Students hoping to pursue a food safety career in Canada should have a thorough understanding of the Safe Food for Canadians Act and all the ways in which this legislation helps strengthen the Country’s food system. Read on to learn about some of the main areas of food safety that the Act focuses on improving.
Improved Food Safety Oversight to Better Protect Consumers
With the intent of enhancing food safety procedures from all areas of the supply chain to the consumer, the Safe Food for Canadians Act provides new authorities to address food safety risks, including deceptive practices, food tampering and any other hazards against consumer health. Individuals holding a food safety diploma know that this legislation also works to strengthen food traceability by providing the Canadian Food Inspection Agency (CFIA) with the authority to develop food regulations and immediately act on possibly unsafe items. The Act also aims to improve Canadian import controls mainly by holding importers accountable for all of the items that are brought into the country.

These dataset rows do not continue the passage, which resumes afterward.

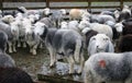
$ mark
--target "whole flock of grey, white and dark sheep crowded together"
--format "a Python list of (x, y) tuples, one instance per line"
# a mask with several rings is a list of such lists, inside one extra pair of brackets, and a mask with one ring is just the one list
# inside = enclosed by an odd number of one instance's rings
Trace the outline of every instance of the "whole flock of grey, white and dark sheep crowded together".
[[(37, 55), (36, 49), (45, 43), (51, 68), (61, 56), (69, 62), (69, 74), (75, 72), (75, 63), (80, 64), (77, 73), (85, 72), (85, 83), (132, 83), (132, 52), (127, 52), (132, 50), (131, 13), (128, 5), (99, 14), (80, 9), (52, 11), (24, 7), (10, 14), (1, 11), (0, 57), (6, 54), (7, 44), (10, 54), (16, 52), (16, 47), (29, 46), (30, 52)], [(89, 56), (87, 61), (84, 49)], [(14, 61), (6, 56), (3, 67), (14, 67)]]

Strengthened Food Safety Legislative Authorities
Students pursuing food quality training will learn that the Safe Food for Canadians Act establishes a more consistent system through the consolidation of all authorities including: the Fish Inspection Act, the Canadian Agricultural Products Act, the Meat Inspection Act, and the Consumer Packaging and Labelling Act. Through the unification of all of these authorities, professionals with food technology, safety and quality diplomas have the ability to provide much more efficient safety inspections.
For example, the Fish Inspection Act ensures the regulation of all imports and exports of fish, covering the proper storage, transportation and inspection of all fish product in the country.
Enhanced International Market Opportunities
Under the Safe Food for Canadians Act, the CFIAis granted the authority to certify all food items for export. As a result, the CFIA is granted the authority to treat all exported food items consistently. This legislation will work to ensure that food is much safer for Canadians, since it helps coordinate our food safety system with that of other countries.
How would you promote food safety in Canada once you earn your food technology, safety and quality diploma?